Houtz, she said, has a unique style and use of color along with an array of eclectic subjects including florals, water birds, ancient cave paintings, animals and Native American motifs.

"She's an excellent colorist," said Shelley. "She's very creative with her colors. She's not afraid to be different. She has layer upon layer upon layer of color, so you can't copy her work even if you were to learn the technique."

Houtz's use of color caught Raymond Armstrong's eye. The Rockville man saw her work at a show in Ocean City and said it was love at first sight.

He was scouting the show for artwork for his new condominium, which looks out on wetlands in Ocean Beach.

"Usually when I buy art, I buy prints," said Armstrong. "The piece I bought is called Pensive. It has this big blue heron in it that takes up most of the frame. Pensive is the first and only original piece I've ever bought.

"The vibrant colors in the painting and the bigger-than-life bird sold me on it. I was just very impressed with her work."

Houtz said the piece was a tough one to part with.

"When I painted Pensive, it became a part of me," said Houtz. "It's very hard to part with something you put so much into.

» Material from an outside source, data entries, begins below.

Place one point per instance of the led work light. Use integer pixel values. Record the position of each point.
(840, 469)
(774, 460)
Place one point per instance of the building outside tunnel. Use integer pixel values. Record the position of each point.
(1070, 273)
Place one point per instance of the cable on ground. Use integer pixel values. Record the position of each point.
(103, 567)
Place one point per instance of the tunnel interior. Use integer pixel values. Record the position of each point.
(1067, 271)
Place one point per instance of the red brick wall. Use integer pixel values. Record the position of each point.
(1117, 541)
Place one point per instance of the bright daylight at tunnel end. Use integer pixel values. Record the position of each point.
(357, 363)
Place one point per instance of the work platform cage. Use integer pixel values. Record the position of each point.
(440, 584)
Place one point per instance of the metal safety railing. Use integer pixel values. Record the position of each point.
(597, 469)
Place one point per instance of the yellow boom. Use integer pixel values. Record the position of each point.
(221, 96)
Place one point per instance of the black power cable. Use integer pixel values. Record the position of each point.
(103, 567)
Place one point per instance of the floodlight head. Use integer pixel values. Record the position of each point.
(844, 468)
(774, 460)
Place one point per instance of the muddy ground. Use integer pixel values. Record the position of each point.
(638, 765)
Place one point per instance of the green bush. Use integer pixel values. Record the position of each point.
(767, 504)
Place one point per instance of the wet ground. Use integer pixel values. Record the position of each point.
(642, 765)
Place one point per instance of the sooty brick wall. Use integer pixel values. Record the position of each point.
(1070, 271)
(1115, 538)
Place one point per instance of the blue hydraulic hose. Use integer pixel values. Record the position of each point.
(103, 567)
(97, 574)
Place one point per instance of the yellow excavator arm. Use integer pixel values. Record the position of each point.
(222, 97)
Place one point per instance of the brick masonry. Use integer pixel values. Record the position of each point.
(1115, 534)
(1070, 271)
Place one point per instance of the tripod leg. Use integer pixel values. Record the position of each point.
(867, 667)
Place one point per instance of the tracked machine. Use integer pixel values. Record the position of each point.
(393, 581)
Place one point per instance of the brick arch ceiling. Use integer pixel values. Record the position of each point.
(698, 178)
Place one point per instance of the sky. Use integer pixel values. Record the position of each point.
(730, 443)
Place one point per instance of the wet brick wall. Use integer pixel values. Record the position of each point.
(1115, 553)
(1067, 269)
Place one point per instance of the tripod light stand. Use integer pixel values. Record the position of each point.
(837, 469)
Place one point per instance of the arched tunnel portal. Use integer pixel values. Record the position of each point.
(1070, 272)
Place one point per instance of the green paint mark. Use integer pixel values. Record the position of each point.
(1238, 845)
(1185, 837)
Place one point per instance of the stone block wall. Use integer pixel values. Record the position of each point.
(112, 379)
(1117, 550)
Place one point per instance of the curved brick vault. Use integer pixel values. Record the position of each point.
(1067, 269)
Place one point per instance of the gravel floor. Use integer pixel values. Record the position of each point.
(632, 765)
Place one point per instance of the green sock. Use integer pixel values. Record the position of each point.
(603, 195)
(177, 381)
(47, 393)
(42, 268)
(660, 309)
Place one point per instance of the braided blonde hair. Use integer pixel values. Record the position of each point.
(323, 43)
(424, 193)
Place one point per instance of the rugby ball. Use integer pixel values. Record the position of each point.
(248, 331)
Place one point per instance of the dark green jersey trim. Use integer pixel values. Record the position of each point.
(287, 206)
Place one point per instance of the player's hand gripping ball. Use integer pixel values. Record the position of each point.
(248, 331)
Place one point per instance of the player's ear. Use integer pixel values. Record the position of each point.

Sometimes I cry when I have to part with certain paintings because I can never paint the same thing twice."

Demonstrating the process in her home studio, she started by wadding up a large sheet of the bright white paper and walking to her sink.

"The reason you can't do the same thing twice is that it's impossible to crunch the paper up exactly the same," said Houtz, wetting the crunched paper. "I don't say, `I'm going to paint flowers today.' Instead I say, `What will I paint today?'"

She continued by taking the bundle of dripping masa to her worktable. She explained that the most difficult part of working with the paper is avoiding tearing it.

"I never come down here thinking this will be a piece of cake, because it isn't," said Houtz. "To make it easier, I flatten my paper onto a piece of Plexiglas and do the initial painting there to avoid tearing it."

After flattening the paper, she picked up a 1-inch paintbrush and slapped paint onto the paper like a chef basting prime meat.

"I use these large brush strokes to add color," said Houtz. "I use layers of colors to create my art. Sometimes I have what I call happy accidents.

"For example, sometimes I put blue paint on the paper, and when it dries it looks like white clouds."

Houtz said she finds it easier to carry samples of masa paper to the shows to demonstrate the process, rather than trying to explain it.

She'll show her work in several states during the remainder of the year in Virginia, Pennsylvania, Delaware, New York and, locally, in Bel Air.

Her patrons admire her work so much that one woman told the owner of the Blue Moon Restaurant in Rehoboth Beach about it.

The artist was asked to exhibit her work in the main dining room.

"Every month the Blue Moon has a different artist come in and exhibit their work," said Houtz. "I get November this year. My goal is to get my work in the Blue Moon in peak months, but you have to work up to that."